[RFC] shrinking rcu_read_lock() scope in d_alloc_parallel()

public inbox for linux-fsdevel@vger.kernel.org
 help / color / mirror / Atom feed

From: Al Viro <viro@zeniv.linux.org.uk>
To: linux-fsdevel@vger.kernel.org
Cc: Linus Torvalds <torvalds@linux-foundation.org>,
	"Paul E. McKenney" <paulmck@kernel.org>,
	Christian Brauner <brauner@kernel.org>, Jan Kara <jack@suse.cz>
Subject: [RFC] shrinking rcu_read_lock() scope in d_alloc_parallel()
Date: Thu, 23 Apr 2026 19:29:17 +0100	[thread overview]
Message-ID: <20260423182917.GP3518998@ZenIV> (raw)

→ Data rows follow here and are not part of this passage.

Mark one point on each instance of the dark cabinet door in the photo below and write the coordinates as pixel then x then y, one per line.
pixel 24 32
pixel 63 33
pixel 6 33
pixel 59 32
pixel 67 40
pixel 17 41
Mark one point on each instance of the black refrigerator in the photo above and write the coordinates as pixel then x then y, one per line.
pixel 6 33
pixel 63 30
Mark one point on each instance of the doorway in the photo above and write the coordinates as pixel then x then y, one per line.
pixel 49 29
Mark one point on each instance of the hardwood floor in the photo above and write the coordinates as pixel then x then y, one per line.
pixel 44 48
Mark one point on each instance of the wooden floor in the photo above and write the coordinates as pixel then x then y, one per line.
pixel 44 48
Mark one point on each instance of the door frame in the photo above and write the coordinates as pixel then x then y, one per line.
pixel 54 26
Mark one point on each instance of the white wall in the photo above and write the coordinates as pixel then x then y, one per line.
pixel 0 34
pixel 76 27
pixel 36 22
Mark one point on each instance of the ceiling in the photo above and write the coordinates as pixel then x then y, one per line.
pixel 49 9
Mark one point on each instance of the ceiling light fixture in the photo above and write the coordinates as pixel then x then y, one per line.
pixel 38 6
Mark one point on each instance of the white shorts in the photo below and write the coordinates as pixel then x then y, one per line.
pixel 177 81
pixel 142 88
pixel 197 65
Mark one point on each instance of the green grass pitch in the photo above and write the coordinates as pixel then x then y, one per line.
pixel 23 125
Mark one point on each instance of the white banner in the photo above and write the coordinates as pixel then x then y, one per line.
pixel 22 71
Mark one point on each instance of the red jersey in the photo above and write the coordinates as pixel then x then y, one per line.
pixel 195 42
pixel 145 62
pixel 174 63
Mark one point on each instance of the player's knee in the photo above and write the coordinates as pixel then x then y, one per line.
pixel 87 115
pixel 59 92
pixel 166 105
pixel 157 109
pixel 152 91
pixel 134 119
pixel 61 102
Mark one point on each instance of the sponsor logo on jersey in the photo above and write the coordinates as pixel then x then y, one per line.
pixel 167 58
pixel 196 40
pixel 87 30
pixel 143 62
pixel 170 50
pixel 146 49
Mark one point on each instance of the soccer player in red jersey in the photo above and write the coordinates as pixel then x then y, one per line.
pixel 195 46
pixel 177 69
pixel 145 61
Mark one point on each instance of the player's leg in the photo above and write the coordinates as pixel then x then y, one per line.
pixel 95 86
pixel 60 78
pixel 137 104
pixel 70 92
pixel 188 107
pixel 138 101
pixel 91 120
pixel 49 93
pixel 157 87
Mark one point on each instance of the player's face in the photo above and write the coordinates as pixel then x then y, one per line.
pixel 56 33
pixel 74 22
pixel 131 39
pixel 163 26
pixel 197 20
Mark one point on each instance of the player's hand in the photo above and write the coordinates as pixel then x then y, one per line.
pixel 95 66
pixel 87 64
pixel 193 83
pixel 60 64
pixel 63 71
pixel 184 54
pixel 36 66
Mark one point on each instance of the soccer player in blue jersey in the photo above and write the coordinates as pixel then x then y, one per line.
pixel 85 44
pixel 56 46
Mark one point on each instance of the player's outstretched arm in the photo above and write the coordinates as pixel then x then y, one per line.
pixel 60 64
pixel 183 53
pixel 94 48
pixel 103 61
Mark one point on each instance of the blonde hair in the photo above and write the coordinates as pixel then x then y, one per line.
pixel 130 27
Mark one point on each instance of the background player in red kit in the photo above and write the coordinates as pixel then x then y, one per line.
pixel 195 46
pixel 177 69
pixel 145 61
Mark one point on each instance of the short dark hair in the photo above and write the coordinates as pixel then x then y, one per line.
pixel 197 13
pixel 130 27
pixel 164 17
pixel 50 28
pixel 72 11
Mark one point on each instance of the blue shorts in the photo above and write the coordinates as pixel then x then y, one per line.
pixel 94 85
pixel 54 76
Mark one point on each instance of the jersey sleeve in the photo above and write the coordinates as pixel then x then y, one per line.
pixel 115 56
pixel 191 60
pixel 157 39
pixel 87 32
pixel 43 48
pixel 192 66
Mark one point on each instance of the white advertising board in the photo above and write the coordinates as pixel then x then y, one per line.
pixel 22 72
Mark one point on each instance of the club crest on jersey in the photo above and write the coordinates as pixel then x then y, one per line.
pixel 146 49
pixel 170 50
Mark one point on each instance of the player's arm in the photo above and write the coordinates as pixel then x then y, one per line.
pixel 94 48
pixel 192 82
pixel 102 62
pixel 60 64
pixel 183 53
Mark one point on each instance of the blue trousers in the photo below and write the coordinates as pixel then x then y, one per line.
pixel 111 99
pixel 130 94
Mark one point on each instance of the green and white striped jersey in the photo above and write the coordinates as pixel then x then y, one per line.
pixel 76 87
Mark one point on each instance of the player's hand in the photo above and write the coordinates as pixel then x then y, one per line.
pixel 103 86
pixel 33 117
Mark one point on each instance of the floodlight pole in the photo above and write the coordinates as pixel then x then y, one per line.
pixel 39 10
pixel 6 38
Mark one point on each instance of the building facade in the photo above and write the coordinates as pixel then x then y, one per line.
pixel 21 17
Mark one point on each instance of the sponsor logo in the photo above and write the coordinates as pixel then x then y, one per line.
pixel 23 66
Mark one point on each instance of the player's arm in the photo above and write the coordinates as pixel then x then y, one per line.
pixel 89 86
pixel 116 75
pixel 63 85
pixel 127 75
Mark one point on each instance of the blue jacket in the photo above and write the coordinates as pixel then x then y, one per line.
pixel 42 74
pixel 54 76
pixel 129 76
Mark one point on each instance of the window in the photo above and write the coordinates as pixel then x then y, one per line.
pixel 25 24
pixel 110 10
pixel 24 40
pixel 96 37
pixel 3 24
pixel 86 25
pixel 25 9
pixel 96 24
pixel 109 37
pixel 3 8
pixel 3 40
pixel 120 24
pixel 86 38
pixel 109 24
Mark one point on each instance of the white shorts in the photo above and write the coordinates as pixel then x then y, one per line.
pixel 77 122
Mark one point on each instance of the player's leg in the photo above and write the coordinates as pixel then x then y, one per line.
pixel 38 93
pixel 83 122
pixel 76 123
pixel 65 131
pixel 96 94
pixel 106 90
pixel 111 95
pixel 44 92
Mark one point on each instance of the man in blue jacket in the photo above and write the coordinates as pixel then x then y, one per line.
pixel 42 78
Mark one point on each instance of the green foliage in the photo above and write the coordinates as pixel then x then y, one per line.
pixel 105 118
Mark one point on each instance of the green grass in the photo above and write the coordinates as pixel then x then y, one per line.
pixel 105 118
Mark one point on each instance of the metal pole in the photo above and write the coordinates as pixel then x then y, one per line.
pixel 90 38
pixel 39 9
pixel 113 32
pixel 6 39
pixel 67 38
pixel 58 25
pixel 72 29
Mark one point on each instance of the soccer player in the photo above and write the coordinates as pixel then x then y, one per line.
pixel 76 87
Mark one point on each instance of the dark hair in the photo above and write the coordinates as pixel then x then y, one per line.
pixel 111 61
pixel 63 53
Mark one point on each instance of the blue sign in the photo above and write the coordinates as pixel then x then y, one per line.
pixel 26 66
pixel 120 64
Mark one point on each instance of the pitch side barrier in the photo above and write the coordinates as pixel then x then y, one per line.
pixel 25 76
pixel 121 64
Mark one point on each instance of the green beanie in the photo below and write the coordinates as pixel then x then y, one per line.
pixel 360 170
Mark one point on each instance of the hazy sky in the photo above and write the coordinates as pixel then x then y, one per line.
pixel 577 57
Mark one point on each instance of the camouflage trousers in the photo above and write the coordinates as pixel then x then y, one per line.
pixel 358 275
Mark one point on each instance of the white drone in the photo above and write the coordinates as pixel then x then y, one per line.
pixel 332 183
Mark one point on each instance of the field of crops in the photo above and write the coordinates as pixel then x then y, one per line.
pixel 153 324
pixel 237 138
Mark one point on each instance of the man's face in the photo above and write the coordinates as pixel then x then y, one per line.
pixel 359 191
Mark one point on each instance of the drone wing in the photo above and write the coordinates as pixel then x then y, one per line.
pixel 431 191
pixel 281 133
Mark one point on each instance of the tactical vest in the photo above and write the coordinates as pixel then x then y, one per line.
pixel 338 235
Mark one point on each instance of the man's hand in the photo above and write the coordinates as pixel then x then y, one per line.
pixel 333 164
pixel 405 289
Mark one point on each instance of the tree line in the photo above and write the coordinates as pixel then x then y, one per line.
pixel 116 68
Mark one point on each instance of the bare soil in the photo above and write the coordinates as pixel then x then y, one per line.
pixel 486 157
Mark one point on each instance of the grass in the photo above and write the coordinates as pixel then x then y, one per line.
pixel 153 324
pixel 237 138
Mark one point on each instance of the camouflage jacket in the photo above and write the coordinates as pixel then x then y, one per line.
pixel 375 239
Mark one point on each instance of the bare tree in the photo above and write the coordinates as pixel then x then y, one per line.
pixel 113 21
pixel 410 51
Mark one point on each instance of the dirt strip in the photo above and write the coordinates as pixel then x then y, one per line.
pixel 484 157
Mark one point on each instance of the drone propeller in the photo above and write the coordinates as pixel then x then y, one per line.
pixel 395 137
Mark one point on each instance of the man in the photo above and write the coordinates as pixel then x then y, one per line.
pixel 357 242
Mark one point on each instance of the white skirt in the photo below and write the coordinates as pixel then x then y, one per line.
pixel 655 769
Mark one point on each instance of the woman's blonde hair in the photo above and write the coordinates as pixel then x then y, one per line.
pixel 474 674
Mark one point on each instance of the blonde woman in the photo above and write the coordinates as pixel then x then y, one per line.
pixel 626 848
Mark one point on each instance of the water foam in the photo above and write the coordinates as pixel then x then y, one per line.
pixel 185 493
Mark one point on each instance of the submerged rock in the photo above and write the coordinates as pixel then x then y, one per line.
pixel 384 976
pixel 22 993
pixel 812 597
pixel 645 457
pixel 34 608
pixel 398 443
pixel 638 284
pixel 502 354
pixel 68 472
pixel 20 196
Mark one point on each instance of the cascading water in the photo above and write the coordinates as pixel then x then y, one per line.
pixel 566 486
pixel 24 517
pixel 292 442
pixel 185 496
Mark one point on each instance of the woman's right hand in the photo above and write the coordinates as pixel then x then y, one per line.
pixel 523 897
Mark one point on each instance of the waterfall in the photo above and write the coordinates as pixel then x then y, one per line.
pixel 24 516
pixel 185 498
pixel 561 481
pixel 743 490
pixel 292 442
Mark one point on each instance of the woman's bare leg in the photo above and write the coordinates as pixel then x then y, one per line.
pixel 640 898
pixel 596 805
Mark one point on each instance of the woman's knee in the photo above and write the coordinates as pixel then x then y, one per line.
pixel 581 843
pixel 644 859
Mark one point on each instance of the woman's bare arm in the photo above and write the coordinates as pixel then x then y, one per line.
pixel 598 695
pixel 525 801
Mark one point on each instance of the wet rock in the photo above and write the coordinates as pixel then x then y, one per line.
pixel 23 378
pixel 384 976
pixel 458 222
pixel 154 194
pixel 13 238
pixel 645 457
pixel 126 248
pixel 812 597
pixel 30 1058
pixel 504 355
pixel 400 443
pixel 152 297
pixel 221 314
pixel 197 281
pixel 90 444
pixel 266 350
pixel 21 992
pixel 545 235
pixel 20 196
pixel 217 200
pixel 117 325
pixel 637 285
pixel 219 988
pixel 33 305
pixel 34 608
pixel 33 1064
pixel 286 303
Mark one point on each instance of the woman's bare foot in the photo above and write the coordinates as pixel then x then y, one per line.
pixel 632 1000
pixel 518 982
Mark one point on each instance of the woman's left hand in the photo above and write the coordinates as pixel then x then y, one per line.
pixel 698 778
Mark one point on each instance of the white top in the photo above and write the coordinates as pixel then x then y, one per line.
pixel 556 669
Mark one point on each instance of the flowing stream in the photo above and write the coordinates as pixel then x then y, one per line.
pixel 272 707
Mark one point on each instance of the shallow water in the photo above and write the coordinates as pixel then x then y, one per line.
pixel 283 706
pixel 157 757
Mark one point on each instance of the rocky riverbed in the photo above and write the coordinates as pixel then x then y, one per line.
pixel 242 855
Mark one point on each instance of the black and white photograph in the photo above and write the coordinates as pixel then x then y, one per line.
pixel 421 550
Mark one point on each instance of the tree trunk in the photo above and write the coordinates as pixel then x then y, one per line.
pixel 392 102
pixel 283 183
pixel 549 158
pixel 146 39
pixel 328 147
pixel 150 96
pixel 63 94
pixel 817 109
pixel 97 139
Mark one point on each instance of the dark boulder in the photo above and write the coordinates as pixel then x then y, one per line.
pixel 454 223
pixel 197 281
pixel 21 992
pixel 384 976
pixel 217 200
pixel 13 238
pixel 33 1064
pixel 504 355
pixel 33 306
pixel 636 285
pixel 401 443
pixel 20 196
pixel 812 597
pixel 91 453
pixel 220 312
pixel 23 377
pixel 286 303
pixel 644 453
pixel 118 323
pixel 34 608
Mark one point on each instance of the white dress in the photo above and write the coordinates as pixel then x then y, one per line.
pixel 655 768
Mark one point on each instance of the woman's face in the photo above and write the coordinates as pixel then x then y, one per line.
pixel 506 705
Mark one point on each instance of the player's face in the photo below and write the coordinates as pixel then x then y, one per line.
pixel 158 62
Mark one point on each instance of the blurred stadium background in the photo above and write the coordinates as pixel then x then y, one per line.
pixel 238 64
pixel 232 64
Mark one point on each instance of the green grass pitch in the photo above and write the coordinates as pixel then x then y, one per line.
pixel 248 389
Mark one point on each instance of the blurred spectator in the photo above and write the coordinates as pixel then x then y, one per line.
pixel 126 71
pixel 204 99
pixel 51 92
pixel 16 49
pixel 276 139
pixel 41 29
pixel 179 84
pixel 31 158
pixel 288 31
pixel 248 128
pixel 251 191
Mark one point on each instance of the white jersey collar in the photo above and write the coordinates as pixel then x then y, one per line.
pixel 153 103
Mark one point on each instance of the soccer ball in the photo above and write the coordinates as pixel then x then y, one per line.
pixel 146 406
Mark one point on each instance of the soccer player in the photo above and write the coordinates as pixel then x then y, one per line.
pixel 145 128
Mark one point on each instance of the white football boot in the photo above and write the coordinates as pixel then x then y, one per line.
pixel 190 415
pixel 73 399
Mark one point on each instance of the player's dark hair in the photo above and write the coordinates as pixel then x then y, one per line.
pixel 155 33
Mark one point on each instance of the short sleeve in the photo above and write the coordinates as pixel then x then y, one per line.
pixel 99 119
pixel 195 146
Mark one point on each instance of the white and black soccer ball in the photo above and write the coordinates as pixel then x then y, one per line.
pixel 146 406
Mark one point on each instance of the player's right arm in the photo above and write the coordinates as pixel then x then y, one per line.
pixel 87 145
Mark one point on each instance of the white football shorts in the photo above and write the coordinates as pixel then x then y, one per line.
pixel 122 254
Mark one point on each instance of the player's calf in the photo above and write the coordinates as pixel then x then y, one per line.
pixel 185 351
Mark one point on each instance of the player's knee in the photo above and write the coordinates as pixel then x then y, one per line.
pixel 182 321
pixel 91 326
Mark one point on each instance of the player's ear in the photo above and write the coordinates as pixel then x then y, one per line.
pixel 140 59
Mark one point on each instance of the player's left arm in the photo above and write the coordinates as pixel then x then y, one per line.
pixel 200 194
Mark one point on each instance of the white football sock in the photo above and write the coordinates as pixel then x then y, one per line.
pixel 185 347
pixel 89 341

	While documening rcu_read_lock() uses in fs/dcache.c, I've run
into a fairly opaque one in d_alloc_parallel() and I wonder if we would
be better off reducing that one.

	The current variant serves two purposes.  We start with lookup
in normal hash, and there it puts __d_lookup_rcu() and subsequent
lockref_get_not_dead() into the same RCU read-side critical area.
If no match is found, we proceed to lock the hash chain of in-lookup
hash and scan that for a match.  If we find a match, we want to grab
it and wait for lookup in progress to finish.  Since the bitlock we use
for these hash chains has to nest inside ->d_lock, we need to unlock
the chain first and use lockref_get_not_dead() on the match.  That
has to be done without breaking the RCU read-side critical area, and
we use the same rcu_read_lock() scope to bridge over.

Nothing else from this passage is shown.